整條腿走下來,像被人打了個麻痹針似的,使不上一份力,可偏偏這麻痹針打下來卻還又感覺得到鑽心的疼。
這可就有點欺負人的意思了!
“疼…”
喬西委屈巴巴的看著黎彥洲,搖頭,“黎彥洲,我不行。”
黎彥洲無奈。
走到她跟前,蹲下來,“上來。”
喬西一愣。
怔怔然的看著他結實的後背。
黎彥洲見身後的她沒動靜,沒有回頭,隻問了一句:“不需要嗎?”
“需要!”
喬西連忙搶答。
下一秒,嬌軀就飛快的趴到了他的後背上去,早把剛剛的疼痛忘得一乾二淨了。
喬西一趴過來,隔著兩人的衣物,黎彥洲也深切的感覺到了她身上的柔軟以及溫暖。
印象中,兩個人好像很久很久沒有這麼親近過了。
這麼背著她,忽然就不太想動了。
喬西舒舒服服的趴在他的背上,兩隻小手箍緊他的頸項,頭靠在他的腦後,心想著,若是自己和黎彥洲可以永遠就這樣,該多好!
“好了?”
黎彥洲在前麵問她。
聲音真好聽。
喬西閉著眼想。
“嗯。
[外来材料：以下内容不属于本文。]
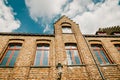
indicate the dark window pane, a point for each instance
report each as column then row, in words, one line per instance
column 72, row 54
column 4, row 61
column 100, row 54
column 98, row 57
column 12, row 62
column 77, row 60
column 11, row 55
column 42, row 54
column 45, row 59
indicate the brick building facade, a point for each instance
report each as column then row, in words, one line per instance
column 83, row 57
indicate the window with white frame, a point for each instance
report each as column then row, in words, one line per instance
column 66, row 29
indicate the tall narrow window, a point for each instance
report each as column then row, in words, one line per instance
column 42, row 55
column 11, row 54
column 72, row 54
column 117, row 47
column 100, row 54
column 66, row 29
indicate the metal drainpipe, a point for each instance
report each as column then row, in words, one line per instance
column 101, row 74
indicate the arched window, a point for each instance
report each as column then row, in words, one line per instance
column 100, row 54
column 117, row 47
column 11, row 54
column 72, row 54
column 66, row 29
column 42, row 55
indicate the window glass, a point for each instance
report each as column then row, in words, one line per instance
column 66, row 29
column 72, row 54
column 117, row 47
column 11, row 55
column 100, row 54
column 42, row 55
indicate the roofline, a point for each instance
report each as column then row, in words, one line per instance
column 91, row 35
column 53, row 35
column 25, row 34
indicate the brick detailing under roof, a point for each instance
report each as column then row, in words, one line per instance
column 109, row 30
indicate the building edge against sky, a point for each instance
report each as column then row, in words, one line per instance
column 82, row 57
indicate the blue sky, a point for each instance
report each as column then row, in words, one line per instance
column 38, row 16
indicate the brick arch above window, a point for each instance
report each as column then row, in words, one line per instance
column 42, row 54
column 65, row 24
column 72, row 53
column 101, row 54
column 9, row 56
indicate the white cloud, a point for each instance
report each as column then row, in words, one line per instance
column 44, row 8
column 88, row 15
column 103, row 15
column 7, row 20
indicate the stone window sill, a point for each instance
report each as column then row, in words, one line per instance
column 105, row 65
column 6, row 66
column 74, row 65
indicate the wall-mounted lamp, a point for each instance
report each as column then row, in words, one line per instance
column 59, row 67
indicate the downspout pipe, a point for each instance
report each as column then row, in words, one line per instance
column 101, row 74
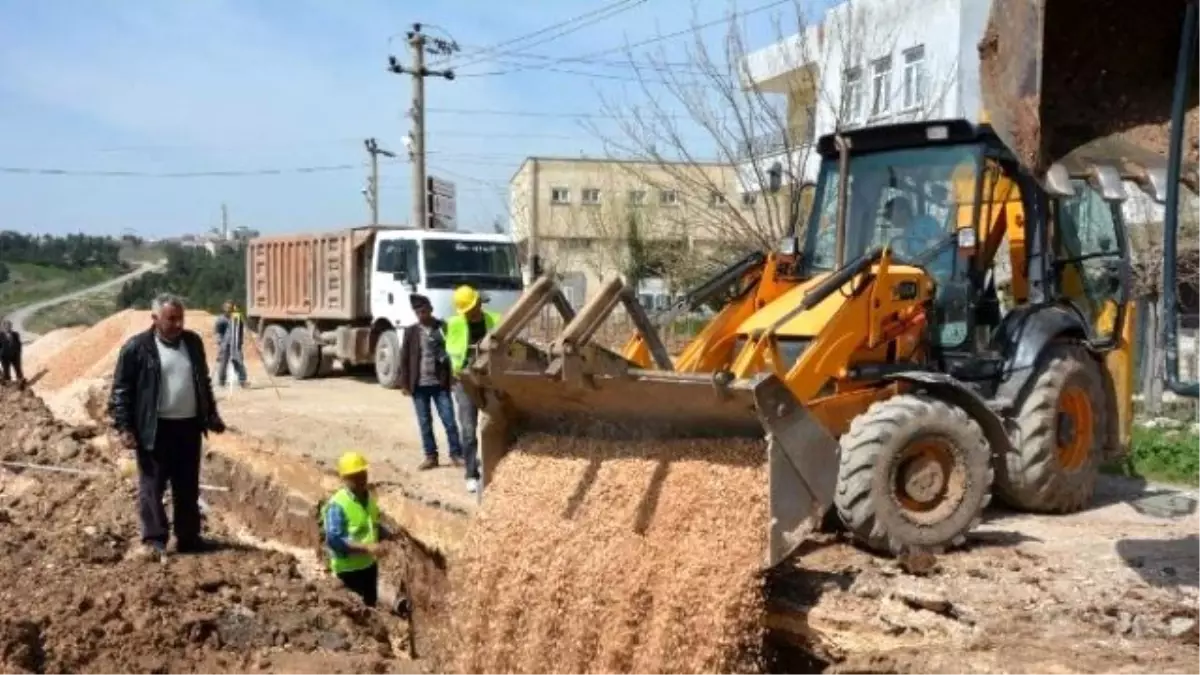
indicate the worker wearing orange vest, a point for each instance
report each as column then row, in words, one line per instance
column 463, row 333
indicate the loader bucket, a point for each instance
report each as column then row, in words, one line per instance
column 587, row 390
column 1084, row 81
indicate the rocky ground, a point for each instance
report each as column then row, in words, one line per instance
column 77, row 599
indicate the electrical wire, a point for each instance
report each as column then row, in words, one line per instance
column 563, row 28
column 690, row 30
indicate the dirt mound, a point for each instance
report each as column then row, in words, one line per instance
column 643, row 562
column 77, row 601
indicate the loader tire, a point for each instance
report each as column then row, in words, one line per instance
column 388, row 359
column 275, row 350
column 1056, row 455
column 304, row 353
column 915, row 476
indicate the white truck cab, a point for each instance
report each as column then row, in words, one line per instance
column 433, row 263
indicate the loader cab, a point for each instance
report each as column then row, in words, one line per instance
column 433, row 263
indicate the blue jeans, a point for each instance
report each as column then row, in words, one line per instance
column 441, row 399
column 468, row 416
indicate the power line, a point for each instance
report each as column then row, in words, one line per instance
column 231, row 173
column 690, row 30
column 563, row 28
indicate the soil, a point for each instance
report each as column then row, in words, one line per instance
column 1110, row 590
column 1107, row 72
column 643, row 562
column 77, row 598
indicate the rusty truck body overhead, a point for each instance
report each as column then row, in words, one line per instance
column 343, row 296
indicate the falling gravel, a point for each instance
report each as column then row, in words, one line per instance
column 609, row 556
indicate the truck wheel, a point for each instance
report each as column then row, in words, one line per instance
column 915, row 475
column 1055, row 461
column 304, row 353
column 275, row 348
column 388, row 359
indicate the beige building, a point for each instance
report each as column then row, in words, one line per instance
column 579, row 215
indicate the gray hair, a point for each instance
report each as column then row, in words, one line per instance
column 165, row 299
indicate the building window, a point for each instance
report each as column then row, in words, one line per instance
column 852, row 95
column 881, row 87
column 915, row 77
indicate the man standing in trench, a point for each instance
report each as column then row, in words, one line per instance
column 10, row 354
column 161, row 406
column 229, row 329
column 463, row 333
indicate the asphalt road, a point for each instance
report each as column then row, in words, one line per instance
column 18, row 317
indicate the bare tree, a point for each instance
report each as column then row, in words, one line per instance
column 709, row 111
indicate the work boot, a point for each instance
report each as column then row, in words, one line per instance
column 151, row 551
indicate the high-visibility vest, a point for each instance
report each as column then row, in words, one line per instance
column 363, row 525
column 459, row 338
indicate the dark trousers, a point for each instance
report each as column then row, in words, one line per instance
column 10, row 366
column 174, row 460
column 226, row 357
column 365, row 583
column 468, row 419
column 425, row 398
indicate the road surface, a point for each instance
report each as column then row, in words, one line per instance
column 18, row 317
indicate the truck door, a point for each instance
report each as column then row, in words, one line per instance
column 396, row 275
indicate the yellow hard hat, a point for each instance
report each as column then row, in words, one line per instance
column 465, row 299
column 351, row 463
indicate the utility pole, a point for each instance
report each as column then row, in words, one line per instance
column 372, row 191
column 419, row 43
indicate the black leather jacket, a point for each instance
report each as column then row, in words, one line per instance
column 133, row 405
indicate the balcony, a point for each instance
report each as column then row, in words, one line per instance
column 786, row 65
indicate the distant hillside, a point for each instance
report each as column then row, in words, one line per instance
column 205, row 280
column 35, row 268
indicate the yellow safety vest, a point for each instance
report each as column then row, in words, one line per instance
column 363, row 524
column 459, row 338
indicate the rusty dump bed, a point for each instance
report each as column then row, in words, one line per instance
column 1085, row 79
column 310, row 276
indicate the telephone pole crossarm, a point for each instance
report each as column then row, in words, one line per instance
column 420, row 43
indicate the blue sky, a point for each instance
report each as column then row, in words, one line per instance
column 155, row 87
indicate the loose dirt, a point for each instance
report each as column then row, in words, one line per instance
column 643, row 562
column 77, row 601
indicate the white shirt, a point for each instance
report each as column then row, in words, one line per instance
column 177, row 389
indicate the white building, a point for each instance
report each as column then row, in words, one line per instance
column 865, row 63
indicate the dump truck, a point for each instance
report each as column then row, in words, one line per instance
column 315, row 299
column 888, row 376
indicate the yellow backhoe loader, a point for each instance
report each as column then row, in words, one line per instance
column 955, row 318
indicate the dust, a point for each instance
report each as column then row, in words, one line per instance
column 77, row 601
column 605, row 556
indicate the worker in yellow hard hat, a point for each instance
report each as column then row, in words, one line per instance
column 352, row 529
column 465, row 330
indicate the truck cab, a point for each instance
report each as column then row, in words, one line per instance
column 433, row 263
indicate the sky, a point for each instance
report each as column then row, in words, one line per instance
column 171, row 87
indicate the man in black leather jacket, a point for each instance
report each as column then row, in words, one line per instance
column 161, row 406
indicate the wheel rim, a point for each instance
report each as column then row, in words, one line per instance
column 1074, row 428
column 383, row 358
column 928, row 482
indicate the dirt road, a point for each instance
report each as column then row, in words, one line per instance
column 18, row 317
column 324, row 417
column 1114, row 589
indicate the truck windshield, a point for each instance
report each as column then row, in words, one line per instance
column 909, row 199
column 487, row 266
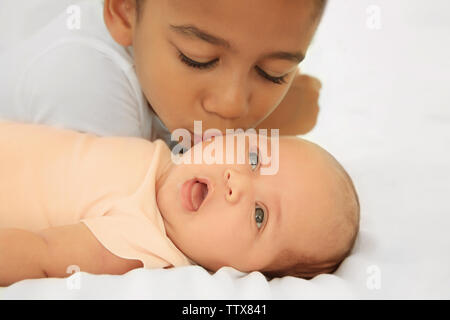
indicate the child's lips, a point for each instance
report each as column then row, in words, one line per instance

”
她輕輕的應了一聲。
黎彥洲雙手箍住她的腿,輕而易舉的背起她,站起了身來。
喬西真的很輕。
背在他身上,像一片羽毛一般,幾乎感覺不到她的重量。
黎彥洲緩步下樓,眉頭微微擰著,“喬西,以後多吃點。”
“嗯?”
“太輕了,不健康。”
“…哦。”
喬西箍著他的手臂,更加收緊了力道。
整張臉貼在他的後背上,貪戀的閉上了眼。
這一刻,喬西隻希望這個樓梯能夠長一些,再長一些。
如果可以,她更希望,他們可以就這麼一直走,一直走下去,直到時光的儘頭。
可始終,時間有結束的時候,路也有終結。
“喬西,到了。”
黎彥洲直接把喬西背到了餐廳的椅子上,“下來吧!”
“哦。”
喬西這才念念不舍的從黎彥洲的背上滑了下來。
背上,她離開,而那團柔軟的溫暖也跟著散去,黎彥洲難以適應的皺了皺眉。
忽然,心裡空落落的。
回頭,看了眼已經在椅子上坐好的小丫頭。
“起了?”
文媽過來,見到喬西已經坐在了餐桌上,忙道:“我去把早餐拿過來。”
文媽說完就閃身去了廚房。
黎彥洲邁步要走。
喬西一把攥住了他。
“嗯?”
黎彥洲看她拉著自己的手。
“你不吃嗎?”
“已經吃過了。”
黎彥洲指了指她頭頂的鐘,驀地又道:“好好吃,吃完休息一會,帶你去放鬆。”
黎彥洲說著,出了餐廳去。
喬西一個人坐在桌前,默默地吃著早飯。
黎彥洲坐在廳裡的沙發上,專注的翻看著一些醫學論文雜誌。
視線卻總會情不自禁的往餐廳方向看去。
那小丫頭坐在那,低著腦袋,長發散了一肩,一個人,默默地扒著碗裡的沙拉。
比較兩個月他剛走的時候,他是瘦了不少。
但頭發也長了許多,如今都已經快要齊腰了。
黎彥洲忽然想到曾經風靡網絡的一句話:等到我長發齊腰時,你來娶我。
黎彥洲眸色幽暗了幾分。
低下頭,假裝看書。
心裡卻在想,將來,又會是哪個男人來娶她呢?
她結婚的那天,他又會在哪裡呢?
會參加她的婚禮,親自目送她成為彆的男人的新娘嗎?
還是,隻是遙遙的祝福她?
光想想,黎彥洲的心口,還是不由得揪疼了起來。
任何一個答案,都不是他想要的。
喬西早飯吃得並不多,沒一會兒,她就吃完了。
她坐在椅子上沒動,隻轉了個身,歪頭看著廳裡的黎彥洲,“黎彥洲
,我吃完了。”
黎彥洲抬頭。
看了眼時間,“再休息半個小時。”
喬西向他伸出了兩隻手。
黎彥洲揚揚眉梢。
知道她什麼意思。
不是要背,就是要抱。
可是,他又能照顧她到什麼時候去呢?
黎彥洲搖頭,“自己試著走過來,沒那麼誇張,你可以。”
“…”
她不可以好嗎?
喬西癟癟嘴。
但她也沒說什麼,就依照黎彥洲的話,慢慢的站起了身來。
疼!
她咬著牙。
五官全都擠成了一個團。
黎彥洲全都看在眼裡。
幾次三番的,想扔了手裡的雜誌,去把她抱過來。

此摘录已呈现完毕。